Sometimes Mama Know Best

I barely had my towel wrapped around me after my shower last night when Isabelle, dressed in a fuzzy robe and a turban towel, demanded a ponytail.

“Could you give me a minute to dry off?” I asked.

“Sure,” she replied.

She left the bathroom for a few minutes. When I called her back in, I said, “I will put your hair in a loose bun, but I’ll need to finish it up once you’re in your PJs.”

That was fine by her. Or so she claimed.

Ten minutes later, she walked into Ari’s room with her hair looking like this:

No way could she sleep like that with a bun off to the side of her neck. OUCH!

“Let me redo your hair before I tuck Ari in.”

“No, it’s fine like this,” she replied.

“Your hair is disheveled. It’s going to be a frizzy mess tomorrow morning. Are you going to do it yourself when that happens?” I asked. (She never does her own hair. It’s tricky given that it’s extremely curly.)

“I will,” she said.

“Then that’s fine. You can keep it like that. But don’t come to me tomorrow morning begging for me to do your hair because you didn’t want me to put it up [in a high bun] tonight.”

“I won’t,” she stead in a tween voice.

Yeah right.

This morning, I walked downstairs and noticed a bush of frizzy curls sprouting from Isabelle’s head. I couldn’t resist. “Nice hair,” I said after I said good morning.

“Yeah, I know. It’s a mess.”

“You should’ve let me redo it last night.”

Isabelle nodded solemnly.

“Good luck getting it done this morning.”

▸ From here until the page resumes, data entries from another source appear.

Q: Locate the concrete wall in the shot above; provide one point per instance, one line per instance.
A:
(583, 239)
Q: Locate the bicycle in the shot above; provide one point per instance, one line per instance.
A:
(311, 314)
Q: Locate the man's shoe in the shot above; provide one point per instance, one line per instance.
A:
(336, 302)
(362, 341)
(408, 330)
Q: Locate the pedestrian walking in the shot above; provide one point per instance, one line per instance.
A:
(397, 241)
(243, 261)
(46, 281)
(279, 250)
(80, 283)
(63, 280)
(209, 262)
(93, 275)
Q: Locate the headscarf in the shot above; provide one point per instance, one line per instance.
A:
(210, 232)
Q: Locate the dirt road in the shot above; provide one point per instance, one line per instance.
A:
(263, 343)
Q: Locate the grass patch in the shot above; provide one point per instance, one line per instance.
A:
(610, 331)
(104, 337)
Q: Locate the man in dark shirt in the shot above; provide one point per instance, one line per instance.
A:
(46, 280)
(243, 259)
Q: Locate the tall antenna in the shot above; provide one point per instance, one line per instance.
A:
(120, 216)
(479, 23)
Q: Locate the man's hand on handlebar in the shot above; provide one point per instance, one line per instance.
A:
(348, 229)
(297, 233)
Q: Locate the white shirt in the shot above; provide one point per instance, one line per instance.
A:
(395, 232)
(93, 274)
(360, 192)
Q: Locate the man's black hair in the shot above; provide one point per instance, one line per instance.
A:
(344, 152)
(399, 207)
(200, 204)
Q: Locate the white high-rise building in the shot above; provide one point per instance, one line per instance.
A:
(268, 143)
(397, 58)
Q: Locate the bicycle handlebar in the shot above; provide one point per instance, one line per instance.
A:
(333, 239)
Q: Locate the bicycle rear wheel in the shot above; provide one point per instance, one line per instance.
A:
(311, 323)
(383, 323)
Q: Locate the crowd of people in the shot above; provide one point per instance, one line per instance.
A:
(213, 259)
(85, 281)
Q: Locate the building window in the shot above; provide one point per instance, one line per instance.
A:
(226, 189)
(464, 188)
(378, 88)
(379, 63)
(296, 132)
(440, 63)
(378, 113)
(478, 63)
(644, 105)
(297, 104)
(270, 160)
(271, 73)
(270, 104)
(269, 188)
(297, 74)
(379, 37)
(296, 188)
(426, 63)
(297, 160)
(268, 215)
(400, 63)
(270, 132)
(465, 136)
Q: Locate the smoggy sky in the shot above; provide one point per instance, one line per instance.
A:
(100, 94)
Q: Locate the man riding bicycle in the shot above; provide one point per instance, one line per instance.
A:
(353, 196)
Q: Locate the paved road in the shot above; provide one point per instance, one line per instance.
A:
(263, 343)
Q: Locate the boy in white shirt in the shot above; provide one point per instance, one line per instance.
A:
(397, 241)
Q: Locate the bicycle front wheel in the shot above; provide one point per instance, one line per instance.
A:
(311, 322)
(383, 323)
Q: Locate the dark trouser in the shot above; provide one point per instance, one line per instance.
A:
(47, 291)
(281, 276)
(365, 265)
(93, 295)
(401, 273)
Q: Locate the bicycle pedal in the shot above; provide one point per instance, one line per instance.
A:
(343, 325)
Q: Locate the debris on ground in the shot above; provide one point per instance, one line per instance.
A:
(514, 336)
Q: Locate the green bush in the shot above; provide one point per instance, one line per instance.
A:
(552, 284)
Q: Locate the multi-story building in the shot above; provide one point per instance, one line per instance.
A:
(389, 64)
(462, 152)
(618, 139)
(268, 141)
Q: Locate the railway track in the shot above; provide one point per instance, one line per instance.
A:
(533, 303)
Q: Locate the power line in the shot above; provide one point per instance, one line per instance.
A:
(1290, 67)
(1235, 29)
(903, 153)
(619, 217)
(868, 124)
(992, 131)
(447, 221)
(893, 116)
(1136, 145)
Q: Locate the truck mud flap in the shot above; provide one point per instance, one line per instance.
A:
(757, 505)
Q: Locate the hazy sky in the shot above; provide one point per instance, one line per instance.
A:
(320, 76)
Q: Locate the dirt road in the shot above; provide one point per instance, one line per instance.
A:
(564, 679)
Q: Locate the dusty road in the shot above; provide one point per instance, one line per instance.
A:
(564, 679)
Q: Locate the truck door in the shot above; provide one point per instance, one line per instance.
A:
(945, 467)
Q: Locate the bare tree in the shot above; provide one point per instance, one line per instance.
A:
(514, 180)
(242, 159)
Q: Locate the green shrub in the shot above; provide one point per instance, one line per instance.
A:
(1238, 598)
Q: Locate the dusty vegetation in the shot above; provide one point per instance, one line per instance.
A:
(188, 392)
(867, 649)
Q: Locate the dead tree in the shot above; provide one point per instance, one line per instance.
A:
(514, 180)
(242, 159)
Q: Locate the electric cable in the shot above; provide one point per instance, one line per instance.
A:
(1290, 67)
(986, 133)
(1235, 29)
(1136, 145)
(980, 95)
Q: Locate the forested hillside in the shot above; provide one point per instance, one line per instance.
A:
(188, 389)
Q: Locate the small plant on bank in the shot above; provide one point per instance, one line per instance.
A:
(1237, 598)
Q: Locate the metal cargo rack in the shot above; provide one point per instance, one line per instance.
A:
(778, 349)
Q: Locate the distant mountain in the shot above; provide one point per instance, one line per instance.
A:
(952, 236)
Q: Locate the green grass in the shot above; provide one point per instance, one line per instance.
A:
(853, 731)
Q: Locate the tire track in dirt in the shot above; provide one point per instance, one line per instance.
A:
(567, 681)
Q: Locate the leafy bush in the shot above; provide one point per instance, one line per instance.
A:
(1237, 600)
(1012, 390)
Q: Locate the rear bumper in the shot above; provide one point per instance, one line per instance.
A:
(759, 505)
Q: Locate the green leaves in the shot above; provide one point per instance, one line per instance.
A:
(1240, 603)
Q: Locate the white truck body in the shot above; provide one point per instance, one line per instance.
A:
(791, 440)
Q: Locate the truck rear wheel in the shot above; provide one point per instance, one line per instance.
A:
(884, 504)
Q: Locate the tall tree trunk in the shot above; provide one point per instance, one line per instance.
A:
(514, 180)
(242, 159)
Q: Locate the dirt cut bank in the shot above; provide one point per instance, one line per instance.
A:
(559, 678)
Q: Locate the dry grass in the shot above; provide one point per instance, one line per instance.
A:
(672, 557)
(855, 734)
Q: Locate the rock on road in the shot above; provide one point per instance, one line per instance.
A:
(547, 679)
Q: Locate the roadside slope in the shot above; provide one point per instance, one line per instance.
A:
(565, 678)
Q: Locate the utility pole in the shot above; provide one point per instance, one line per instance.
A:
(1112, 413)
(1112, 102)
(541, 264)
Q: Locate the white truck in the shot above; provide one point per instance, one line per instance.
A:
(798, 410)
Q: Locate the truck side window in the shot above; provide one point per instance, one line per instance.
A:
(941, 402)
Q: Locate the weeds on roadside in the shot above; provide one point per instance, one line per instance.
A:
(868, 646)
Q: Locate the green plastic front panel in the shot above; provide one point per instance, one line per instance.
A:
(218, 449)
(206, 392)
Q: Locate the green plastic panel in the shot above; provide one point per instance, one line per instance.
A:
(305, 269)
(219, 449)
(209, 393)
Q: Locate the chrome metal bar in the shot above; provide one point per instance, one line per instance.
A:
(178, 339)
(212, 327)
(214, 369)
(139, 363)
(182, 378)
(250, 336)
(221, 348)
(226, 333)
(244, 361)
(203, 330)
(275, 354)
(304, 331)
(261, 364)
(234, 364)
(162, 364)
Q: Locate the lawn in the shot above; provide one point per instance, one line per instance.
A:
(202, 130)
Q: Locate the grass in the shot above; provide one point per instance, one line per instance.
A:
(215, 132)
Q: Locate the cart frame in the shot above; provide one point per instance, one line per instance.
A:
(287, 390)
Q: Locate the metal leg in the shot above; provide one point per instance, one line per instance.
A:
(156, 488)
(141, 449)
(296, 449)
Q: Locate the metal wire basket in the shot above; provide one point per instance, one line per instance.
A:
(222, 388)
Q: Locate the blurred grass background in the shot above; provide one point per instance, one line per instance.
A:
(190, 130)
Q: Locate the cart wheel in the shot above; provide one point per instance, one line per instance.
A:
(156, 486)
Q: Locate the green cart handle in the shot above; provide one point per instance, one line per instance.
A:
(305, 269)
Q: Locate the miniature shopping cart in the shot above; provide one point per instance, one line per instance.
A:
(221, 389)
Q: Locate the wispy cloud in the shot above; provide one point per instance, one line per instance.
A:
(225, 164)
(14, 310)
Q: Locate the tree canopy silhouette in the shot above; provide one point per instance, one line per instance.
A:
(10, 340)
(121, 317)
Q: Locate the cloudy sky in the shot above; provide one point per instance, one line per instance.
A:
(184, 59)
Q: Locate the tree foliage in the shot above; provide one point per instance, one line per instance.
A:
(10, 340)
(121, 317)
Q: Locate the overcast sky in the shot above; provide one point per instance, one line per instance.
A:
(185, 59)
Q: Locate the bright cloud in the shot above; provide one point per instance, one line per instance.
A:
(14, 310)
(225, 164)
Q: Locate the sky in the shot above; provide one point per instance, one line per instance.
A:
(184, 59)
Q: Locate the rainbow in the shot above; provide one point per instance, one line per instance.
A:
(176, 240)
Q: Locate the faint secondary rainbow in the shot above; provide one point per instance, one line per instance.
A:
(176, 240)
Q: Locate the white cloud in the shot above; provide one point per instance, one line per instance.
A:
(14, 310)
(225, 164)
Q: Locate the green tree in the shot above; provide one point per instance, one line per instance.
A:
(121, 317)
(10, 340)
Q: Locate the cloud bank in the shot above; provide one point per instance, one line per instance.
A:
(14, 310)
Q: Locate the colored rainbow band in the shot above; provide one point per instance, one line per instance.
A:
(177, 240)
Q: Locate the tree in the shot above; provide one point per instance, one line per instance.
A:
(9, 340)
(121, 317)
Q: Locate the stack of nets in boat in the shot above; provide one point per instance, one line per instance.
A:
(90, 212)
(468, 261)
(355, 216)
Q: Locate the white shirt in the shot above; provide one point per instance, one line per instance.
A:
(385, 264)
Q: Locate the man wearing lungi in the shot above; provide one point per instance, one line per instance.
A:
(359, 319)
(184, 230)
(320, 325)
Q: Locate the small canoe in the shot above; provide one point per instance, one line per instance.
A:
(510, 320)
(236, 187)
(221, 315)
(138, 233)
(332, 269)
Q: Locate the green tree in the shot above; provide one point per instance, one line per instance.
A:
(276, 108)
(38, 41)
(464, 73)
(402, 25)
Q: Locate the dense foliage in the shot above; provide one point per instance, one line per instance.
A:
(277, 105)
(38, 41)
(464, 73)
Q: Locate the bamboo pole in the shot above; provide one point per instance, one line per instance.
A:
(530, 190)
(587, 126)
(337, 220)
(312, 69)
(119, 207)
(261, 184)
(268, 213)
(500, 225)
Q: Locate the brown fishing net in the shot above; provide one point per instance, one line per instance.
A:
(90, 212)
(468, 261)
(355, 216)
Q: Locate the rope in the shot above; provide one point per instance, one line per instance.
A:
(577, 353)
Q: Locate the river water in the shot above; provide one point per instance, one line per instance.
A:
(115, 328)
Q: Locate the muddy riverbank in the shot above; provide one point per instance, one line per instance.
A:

Isabelle’s eyes widened in disbelief that I was actually going to make her do her own hair.

I was finishing breakfast when Isabelle reemerged from attempting to put a ponytail in her hair. It was a HOT MESS. I knew she had a Zoom speech therapy session at 8 a.m. Even though she’s had the same speech therapist since she was two, I didn’t think it was necessary to make Isabelle get on a screen looking like she didn’t groom herself.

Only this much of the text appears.